# Lowrance Elite 3x



## exide9922 (Aug 9, 2010)

Does anyone have a lowrance elite 3x? Been having some difficulties reading it. Seems to just show a lot of interference using the ice transducer. Dont know if we have some settings wrong or why it's showing the interference and the depth seems to be off/sporadic. seems to jump from line 9-15 feet for no reason. any help would be appreciated


----------



## Garyoutlaw77 (Feb 3, 2005)

I also have this unit & am struggling through the ice but feel it's operator err on my part 
It seems that unless all the slush is clear of the hole I got surface clutter & broken signal ( but was not a constant & left me scratching my head)
I used the auto depth setting & once I saw how deep I was fishing would switch to manually select the proper range & change to a lower kHz to zoom in tighter to structure & was able to really see what was going on below me.
Overall I am pleased with this pack & feel the need to do more research for proper use & will keep you posted to my findings.
Good luck - Gary


----------



## exide9922 (Aug 9, 2010)

I feel like it's operator error on my end too. just weird how the depth jumps around, but maybe you're right about the slush, i'll make sure the hole it's in is nice and clean next time. that could be part of the problems. thank you for the tips. i'll let you know if i figure anything out with it


----------



## G3guy (Feb 21, 2013)

Got your ice ducer rigged with a float? A float will let it hang in the water level, if its not level it's sending pings to the side resulting in depth fluctuations. Maybe? I have an elite 4 but one thing I noticed is that the shallower the water the more interference I get back I adjust the sensitivity so it takes it out but am still able to see my lure. Set surface clarity and noise rejection to off and try the 200 hz setting instead of the 83. I set my ping speed to normal. Also in the menu settings choose the ducer u have if its one with a blue connector it's a PTI-WBL I'm fairly certain if in doubt look on the ducer cable it should have a tag in it saying what it is.
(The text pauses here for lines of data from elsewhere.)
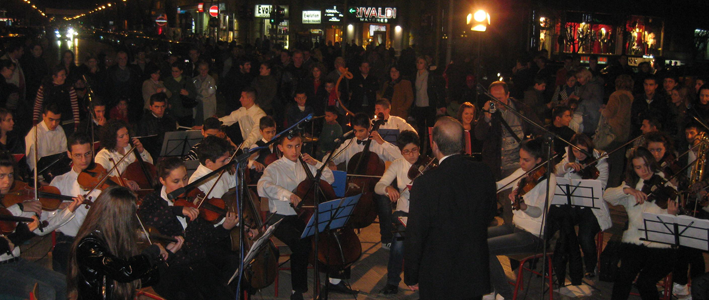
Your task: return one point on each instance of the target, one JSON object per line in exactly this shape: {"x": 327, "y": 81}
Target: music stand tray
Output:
{"x": 179, "y": 143}
{"x": 332, "y": 214}
{"x": 578, "y": 192}
{"x": 256, "y": 248}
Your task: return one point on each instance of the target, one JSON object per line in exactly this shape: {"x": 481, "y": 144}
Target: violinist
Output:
{"x": 51, "y": 136}
{"x": 115, "y": 141}
{"x": 156, "y": 121}
{"x": 257, "y": 161}
{"x": 361, "y": 127}
{"x": 525, "y": 233}
{"x": 81, "y": 154}
{"x": 575, "y": 165}
{"x": 19, "y": 275}
{"x": 105, "y": 262}
{"x": 191, "y": 270}
{"x": 410, "y": 145}
{"x": 277, "y": 183}
{"x": 651, "y": 260}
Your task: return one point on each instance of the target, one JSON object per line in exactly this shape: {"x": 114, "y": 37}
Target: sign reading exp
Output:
{"x": 374, "y": 14}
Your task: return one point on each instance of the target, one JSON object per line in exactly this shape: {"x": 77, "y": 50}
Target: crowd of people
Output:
{"x": 631, "y": 127}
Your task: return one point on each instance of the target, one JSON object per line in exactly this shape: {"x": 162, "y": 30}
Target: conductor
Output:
{"x": 451, "y": 206}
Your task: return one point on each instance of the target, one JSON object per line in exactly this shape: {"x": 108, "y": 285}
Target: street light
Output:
{"x": 479, "y": 20}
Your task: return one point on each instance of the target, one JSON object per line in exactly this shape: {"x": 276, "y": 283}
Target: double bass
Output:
{"x": 370, "y": 165}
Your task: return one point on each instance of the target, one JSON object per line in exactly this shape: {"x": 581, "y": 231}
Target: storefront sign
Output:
{"x": 311, "y": 17}
{"x": 374, "y": 14}
{"x": 214, "y": 10}
{"x": 333, "y": 14}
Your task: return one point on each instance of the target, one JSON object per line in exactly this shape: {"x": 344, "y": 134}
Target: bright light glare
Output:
{"x": 480, "y": 15}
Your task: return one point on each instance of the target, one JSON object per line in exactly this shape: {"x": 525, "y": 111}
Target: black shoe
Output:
{"x": 341, "y": 288}
{"x": 389, "y": 289}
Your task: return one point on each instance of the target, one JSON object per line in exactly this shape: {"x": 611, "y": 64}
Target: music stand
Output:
{"x": 332, "y": 214}
{"x": 258, "y": 245}
{"x": 676, "y": 230}
{"x": 587, "y": 193}
{"x": 179, "y": 143}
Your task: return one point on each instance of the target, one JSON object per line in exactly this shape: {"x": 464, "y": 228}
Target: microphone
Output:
{"x": 345, "y": 136}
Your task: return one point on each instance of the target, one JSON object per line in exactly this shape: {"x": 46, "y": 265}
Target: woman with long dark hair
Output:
{"x": 105, "y": 262}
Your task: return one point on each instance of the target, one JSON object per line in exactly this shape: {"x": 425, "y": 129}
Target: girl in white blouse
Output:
{"x": 652, "y": 261}
{"x": 115, "y": 141}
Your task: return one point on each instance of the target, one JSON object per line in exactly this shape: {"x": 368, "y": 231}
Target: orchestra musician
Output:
{"x": 590, "y": 221}
{"x": 191, "y": 270}
{"x": 410, "y": 146}
{"x": 451, "y": 207}
{"x": 277, "y": 183}
{"x": 81, "y": 153}
{"x": 525, "y": 233}
{"x": 247, "y": 117}
{"x": 257, "y": 161}
{"x": 115, "y": 143}
{"x": 51, "y": 136}
{"x": 385, "y": 150}
{"x": 19, "y": 275}
{"x": 105, "y": 262}
{"x": 647, "y": 261}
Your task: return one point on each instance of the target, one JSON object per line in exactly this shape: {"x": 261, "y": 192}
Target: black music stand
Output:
{"x": 586, "y": 193}
{"x": 676, "y": 230}
{"x": 256, "y": 248}
{"x": 179, "y": 143}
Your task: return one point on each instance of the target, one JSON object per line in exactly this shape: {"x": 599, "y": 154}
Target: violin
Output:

This may help also


----------



## FISHIN 2 (Jun 22, 2005)

Make sure the transducer is hanging below to ice and level. A float with it suspended an inch below the ice is key. Try it and let is know. Mike


----------



## G3guy (Feb 21, 2013)

Did you guys get your lowrances to work any better?


----------



## Yakeyes (Jan 1, 2015)

I have the 4x chirp. Have you guys tried using the unit with the regular transducer for ice fishing? I want to use mine but don't have the extra money to spend on the ice ducer.


----------



## exide9922 (Aug 9, 2010)

G3guy said:


> Did you guys get your lowrances to work any better?



Yes actually! Was using it Saturday and Sunday. Could see when a fish would come off the bottom with a little arch mark and would jig a little and immediately get a perch  Also would see a mark where a fish would be suspended, would reel up to it and catch it. Could very clearly see our lines on the screen. Thank you everyone


----------